When alone in the carriage, I tried to compose my agitated and excited mind. So much had been crowded into the space of a few hours, that it seemed as if days must have passed since I left home. I tried to reconcile what I had heard with what I had seen of my father; but I could not identify the magnificent artist, the man of genius and of feeling, with the degenerate being from whom I had recoiled one hour ago. Could a long career of guilt and shame thus deface and obliterate that divine and godlike image, in which man was formed? He must have loved my mother. Desperation for her loss had plunged him into the wildest excesses of dissipation. From my soul I pitied him. I would never cease to pray for him, never regret what I had done to save him from ruin, even if my own happiness were wrecked by the act. I had tried to do what was right, and God, who seeth the heart, would forgive me, if wrong was the result.
CHAPTER XXXVII.
Letters from Mrs. Linwood and Edith waited me at home. Their perusal gave me an opportunity to collect my thoughts, and an excuse to talk of them, of Grandison Place, rather than of topics connected with the present. Yet all the time I was reading Mrs. Linwood's expression of trusting affection, I said to myself,—
"What would she say, if she knew I had parted with her splendid gift, unknown to my husband, whose happiness she committed so solemnly to my keeping?"
I told Ernest of the interesting circumstances connected with Mr. Brahan's house, and of the picture of my mother I so longed that I should see. The wish was gratified sooner than I anticipated; for that very evening, it was sent to me by Mr. Brahan, with a very elegant note, in which he asked me to take charge of it till the rightful owner appeared to claim it as his own.
"It is like you, Gabriella," said Ernest, gazing with evident admiration on the beauteous semblance; "and it is an exquisite painting too. You must cherish this picture as a proof of your mother's beauty and your father's genius."
I did cherish it, as a household divinity. I almost worshipped it, for though I did not burn before it frankincense and myrrh, I offered to it the daily incense of memory and love.

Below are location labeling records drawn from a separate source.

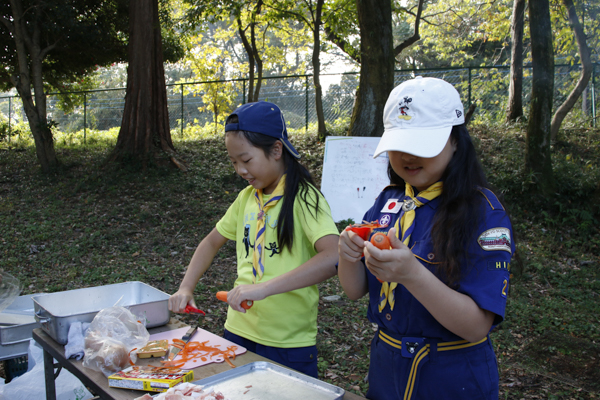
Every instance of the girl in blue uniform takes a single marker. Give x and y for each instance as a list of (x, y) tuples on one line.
[(445, 279)]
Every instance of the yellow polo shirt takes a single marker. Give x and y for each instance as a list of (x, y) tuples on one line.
[(288, 319)]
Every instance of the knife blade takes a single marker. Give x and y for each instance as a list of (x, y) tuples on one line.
[(173, 351)]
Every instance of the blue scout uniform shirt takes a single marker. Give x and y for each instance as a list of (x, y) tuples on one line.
[(485, 272)]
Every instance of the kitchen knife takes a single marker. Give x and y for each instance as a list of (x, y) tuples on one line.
[(173, 351)]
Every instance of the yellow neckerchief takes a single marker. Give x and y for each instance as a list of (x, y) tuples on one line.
[(258, 266), (407, 224)]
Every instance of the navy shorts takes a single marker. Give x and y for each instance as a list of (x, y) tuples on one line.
[(303, 359)]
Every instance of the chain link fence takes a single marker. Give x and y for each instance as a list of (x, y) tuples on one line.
[(201, 103)]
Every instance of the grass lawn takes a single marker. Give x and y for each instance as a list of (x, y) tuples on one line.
[(92, 224)]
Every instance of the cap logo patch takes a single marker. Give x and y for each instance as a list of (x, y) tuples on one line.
[(495, 239), (403, 108)]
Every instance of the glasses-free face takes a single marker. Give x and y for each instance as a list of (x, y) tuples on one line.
[(251, 163), (422, 172)]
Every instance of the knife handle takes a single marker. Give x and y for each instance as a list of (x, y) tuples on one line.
[(246, 304), (190, 332)]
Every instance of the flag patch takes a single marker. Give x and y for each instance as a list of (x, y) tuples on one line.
[(495, 239)]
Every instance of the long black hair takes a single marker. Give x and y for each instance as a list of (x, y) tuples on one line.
[(459, 211), (298, 182)]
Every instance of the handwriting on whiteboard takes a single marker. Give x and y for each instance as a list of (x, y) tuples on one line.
[(351, 178)]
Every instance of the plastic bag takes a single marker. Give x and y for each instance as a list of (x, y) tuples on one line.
[(10, 288), (32, 384), (110, 338)]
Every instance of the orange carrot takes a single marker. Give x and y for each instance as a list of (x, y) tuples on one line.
[(381, 241), (246, 304)]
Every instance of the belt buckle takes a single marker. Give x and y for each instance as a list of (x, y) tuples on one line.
[(411, 345)]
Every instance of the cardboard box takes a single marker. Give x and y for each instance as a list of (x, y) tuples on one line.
[(154, 348), (137, 378)]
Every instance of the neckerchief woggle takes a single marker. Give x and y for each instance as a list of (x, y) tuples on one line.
[(258, 267), (406, 225)]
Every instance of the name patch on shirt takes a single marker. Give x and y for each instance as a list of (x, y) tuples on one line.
[(498, 266), (392, 206), (495, 239)]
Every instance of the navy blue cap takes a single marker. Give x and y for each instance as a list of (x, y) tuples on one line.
[(264, 118)]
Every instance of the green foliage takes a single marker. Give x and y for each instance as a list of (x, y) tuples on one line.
[(88, 24), (94, 225)]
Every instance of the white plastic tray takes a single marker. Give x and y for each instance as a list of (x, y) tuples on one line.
[(265, 381)]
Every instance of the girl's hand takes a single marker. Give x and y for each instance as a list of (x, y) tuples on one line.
[(245, 292), (350, 246), (180, 299), (394, 265)]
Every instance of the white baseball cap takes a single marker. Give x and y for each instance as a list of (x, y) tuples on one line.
[(418, 117)]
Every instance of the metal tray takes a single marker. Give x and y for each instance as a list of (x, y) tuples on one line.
[(263, 380), (16, 323), (17, 320), (57, 311)]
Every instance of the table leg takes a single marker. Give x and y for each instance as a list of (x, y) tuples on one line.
[(49, 375)]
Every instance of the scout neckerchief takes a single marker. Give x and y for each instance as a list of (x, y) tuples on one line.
[(407, 224), (258, 266)]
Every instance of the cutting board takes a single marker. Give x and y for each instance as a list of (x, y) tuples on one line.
[(200, 336)]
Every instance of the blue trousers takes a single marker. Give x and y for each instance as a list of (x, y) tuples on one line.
[(431, 370), (303, 359)]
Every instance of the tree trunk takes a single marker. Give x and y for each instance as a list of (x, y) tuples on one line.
[(30, 56), (376, 68), (321, 129), (537, 155), (586, 73), (250, 54), (144, 134), (515, 90), (254, 59)]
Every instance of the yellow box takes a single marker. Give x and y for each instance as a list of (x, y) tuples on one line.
[(138, 378), (154, 348)]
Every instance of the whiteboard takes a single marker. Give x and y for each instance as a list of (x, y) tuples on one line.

As Margaret consented to remain a week with her friend Miss Haven, we were left in quiet possession of our elegant leisure, and Ernest openly rejoiced in her absence. He read aloud to me, played and sung with thrilling melody, and drew out all his powers of fascination for my entertainment. The fear of his discovering my clandestine meeting grew fainter and fainter as day after day passed, without a circumstance arising which would lead to detection.
One evening, Mr. Harland, with several other gentlemen, was with us. Ernest was unusually affable, and of course my spirits rose in proportion. In the course of conversation, Mr. Harland remarked that he had a bet for me to decide.